One might argue that this definition is self-contradictory. The violation of rights is, by definition, not legitimate. If coercion can not be legitimate, then a monopoly on legitimized coercion is like a monopoly on three-sided squares. However, all that is needed to rescue this definition from such an attack are the words “would otherwise”. An agency has a monopoly on legitimized coercion if it performs acts which would otherwise be treated as rights violations are legitimized specifically because they were performed by that agency.
The remaining problem with this definition is that the government is not the only organization whose coercive violence is legitimized—it does not have a monopoly.
Most societies—perhaps all—have some forms of coercive violence which they treat as legitimate, even when not performed by the government. Some examples might include violence against a cheating spouse, violence against someone who used a highly taboo word, violence against someone in a lower social caste, violence against someone who supported the wrong sports team, violence against someone with an abnormal (but non-violent) sexual predilection, violence against someone who professes belief in the wrong ideology, violence in favor of the correct ideology, theft by someone seen as sufficiently desperate, theft against someone who is seen as sufficiently wealthy, and many other possibilities. These are all types of coercive violence that many societies (often including our own, with respect to some of those examples) will allow to happen without reprisal to the perpetrator. That is legitimized coercion: An action which would normally be seen as a violation of the rights of the victim, but because of some legitimizing factor, is treated as legitimate.

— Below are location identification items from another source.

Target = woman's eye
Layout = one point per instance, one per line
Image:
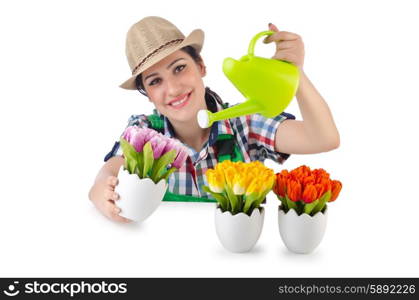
(179, 68)
(154, 81)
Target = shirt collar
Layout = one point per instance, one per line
(217, 128)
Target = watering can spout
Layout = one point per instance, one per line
(267, 84)
(207, 118)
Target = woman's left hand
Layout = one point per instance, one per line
(289, 46)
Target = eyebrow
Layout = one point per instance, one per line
(171, 64)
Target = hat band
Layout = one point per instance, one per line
(154, 52)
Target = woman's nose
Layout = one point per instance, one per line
(173, 87)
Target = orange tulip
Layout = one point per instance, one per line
(309, 193)
(294, 190)
(321, 189)
(280, 187)
(336, 187)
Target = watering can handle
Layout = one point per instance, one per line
(255, 38)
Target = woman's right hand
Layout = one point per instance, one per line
(106, 204)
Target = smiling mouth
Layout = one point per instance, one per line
(179, 103)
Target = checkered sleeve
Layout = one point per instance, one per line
(134, 120)
(259, 133)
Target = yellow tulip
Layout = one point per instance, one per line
(215, 181)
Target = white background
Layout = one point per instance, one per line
(61, 110)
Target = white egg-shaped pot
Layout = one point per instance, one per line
(239, 232)
(139, 198)
(301, 233)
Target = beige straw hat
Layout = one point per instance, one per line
(152, 39)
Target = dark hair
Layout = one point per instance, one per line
(188, 49)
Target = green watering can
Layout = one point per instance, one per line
(269, 85)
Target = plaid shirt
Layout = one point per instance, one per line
(254, 135)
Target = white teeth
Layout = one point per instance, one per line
(178, 102)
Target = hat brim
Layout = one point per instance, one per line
(194, 39)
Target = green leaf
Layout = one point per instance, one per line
(322, 202)
(148, 159)
(140, 164)
(161, 163)
(232, 199)
(308, 207)
(222, 201)
(166, 175)
(130, 155)
(290, 204)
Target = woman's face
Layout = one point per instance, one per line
(175, 86)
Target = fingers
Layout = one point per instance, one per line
(111, 195)
(113, 213)
(281, 36)
(112, 181)
(282, 45)
(286, 56)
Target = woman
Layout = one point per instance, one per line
(167, 68)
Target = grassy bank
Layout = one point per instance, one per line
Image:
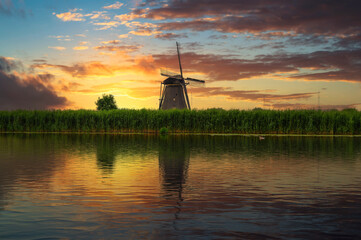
(195, 121)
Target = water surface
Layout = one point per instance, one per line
(59, 186)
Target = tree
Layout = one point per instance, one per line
(106, 102)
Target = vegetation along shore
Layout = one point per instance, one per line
(257, 121)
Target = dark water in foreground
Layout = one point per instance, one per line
(181, 187)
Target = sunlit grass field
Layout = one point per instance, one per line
(256, 121)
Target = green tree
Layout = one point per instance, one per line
(107, 102)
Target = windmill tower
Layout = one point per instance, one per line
(173, 90)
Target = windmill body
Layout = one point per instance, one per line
(173, 96)
(173, 90)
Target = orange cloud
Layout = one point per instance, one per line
(72, 15)
(58, 48)
(116, 5)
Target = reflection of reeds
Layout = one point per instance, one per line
(200, 121)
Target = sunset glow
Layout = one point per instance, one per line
(268, 54)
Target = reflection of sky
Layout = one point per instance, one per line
(54, 186)
(92, 47)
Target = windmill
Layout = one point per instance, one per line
(173, 90)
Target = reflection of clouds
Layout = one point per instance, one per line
(236, 187)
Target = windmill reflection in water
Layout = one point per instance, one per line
(173, 90)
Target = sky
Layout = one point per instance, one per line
(272, 54)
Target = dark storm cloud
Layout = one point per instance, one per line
(327, 17)
(321, 65)
(284, 106)
(26, 91)
(251, 95)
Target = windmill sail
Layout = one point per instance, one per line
(173, 90)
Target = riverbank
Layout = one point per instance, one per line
(210, 121)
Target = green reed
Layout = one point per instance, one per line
(194, 121)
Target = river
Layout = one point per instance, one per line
(103, 186)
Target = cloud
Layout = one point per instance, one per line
(26, 91)
(284, 106)
(114, 42)
(343, 65)
(249, 95)
(116, 5)
(80, 48)
(107, 25)
(123, 36)
(112, 46)
(98, 15)
(58, 48)
(72, 15)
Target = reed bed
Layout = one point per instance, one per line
(331, 122)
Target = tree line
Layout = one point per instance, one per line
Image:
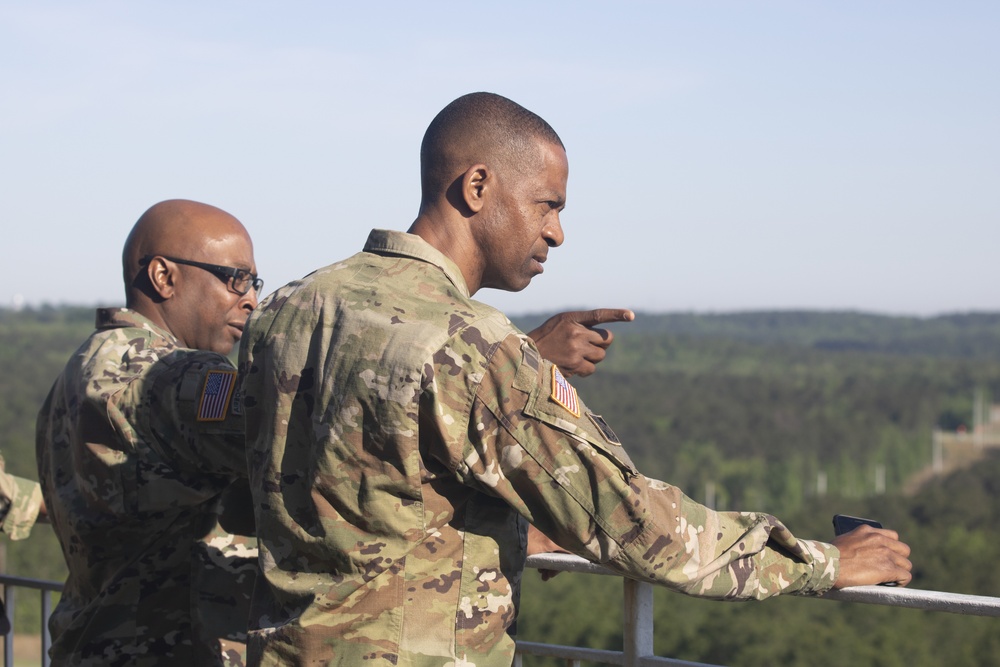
(793, 413)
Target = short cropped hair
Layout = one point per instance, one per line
(480, 128)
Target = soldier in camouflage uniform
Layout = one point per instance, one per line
(20, 507)
(137, 441)
(20, 504)
(401, 436)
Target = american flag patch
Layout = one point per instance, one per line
(215, 395)
(563, 392)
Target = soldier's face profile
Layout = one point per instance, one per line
(210, 315)
(524, 224)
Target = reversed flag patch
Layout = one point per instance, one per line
(215, 395)
(563, 392)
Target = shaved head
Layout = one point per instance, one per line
(196, 304)
(480, 128)
(177, 227)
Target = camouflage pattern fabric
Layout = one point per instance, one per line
(400, 435)
(20, 500)
(132, 480)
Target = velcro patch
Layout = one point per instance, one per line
(605, 430)
(563, 392)
(215, 395)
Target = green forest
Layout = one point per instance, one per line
(800, 414)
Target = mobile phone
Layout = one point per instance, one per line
(842, 523)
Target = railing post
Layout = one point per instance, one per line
(46, 635)
(638, 621)
(10, 595)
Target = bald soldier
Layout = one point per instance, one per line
(402, 435)
(137, 441)
(140, 441)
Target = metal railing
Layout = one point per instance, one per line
(46, 589)
(638, 614)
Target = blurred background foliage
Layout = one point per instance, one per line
(799, 414)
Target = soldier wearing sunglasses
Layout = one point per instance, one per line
(137, 443)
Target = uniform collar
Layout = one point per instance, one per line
(388, 242)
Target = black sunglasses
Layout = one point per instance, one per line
(240, 280)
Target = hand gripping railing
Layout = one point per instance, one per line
(638, 611)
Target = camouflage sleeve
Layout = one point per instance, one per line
(20, 500)
(533, 442)
(192, 419)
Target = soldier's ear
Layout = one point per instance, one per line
(162, 276)
(477, 181)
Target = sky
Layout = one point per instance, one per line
(724, 156)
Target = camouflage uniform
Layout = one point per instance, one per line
(135, 444)
(20, 500)
(400, 434)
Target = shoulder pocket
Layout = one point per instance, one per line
(554, 401)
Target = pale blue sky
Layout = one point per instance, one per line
(723, 155)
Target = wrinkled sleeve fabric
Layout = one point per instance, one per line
(186, 403)
(20, 501)
(537, 446)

These non-governmental examples of legitimized coercion show that, like the previous proposed definitions, the definition of government as “monopoly of legitimized coercion” rules out the US government, and so it is probably not the definition we want to use.
My Favored Definition: An Agency Of Legitimized Coercion
Since the government doesn’t have a monopoly on legitimized coercion, but its coercion is certainly is treated as legitimate by society, the best definition of government really seems to be just “an agency of legitimized coercion.”
This is also the definition used by prolific libertarian thinker, David D. Friedman:
A government is an agency of legitimized coercion. I define 'coercion', for the purposes of this definition, as the violation of what people in a particular society believe to be the rights of individuals with respect to other individuals.
-David D. Friedman, The Machinery of Freedom
This is not to say I necessarily agree with Friedman on what exactly that means. Friedman’s elaboration on this definition may differ somewhat from mine (or not, depending on how you interpret him), but here is the way I would unpack my version:
An agency of legitimized coercion is different from a monopoly of legitimized coercion in that it does not require that the government be the only producer of legitimized coercion in society. What it requires, is merely that coercion be legitimized on the grounds that it comes from the government.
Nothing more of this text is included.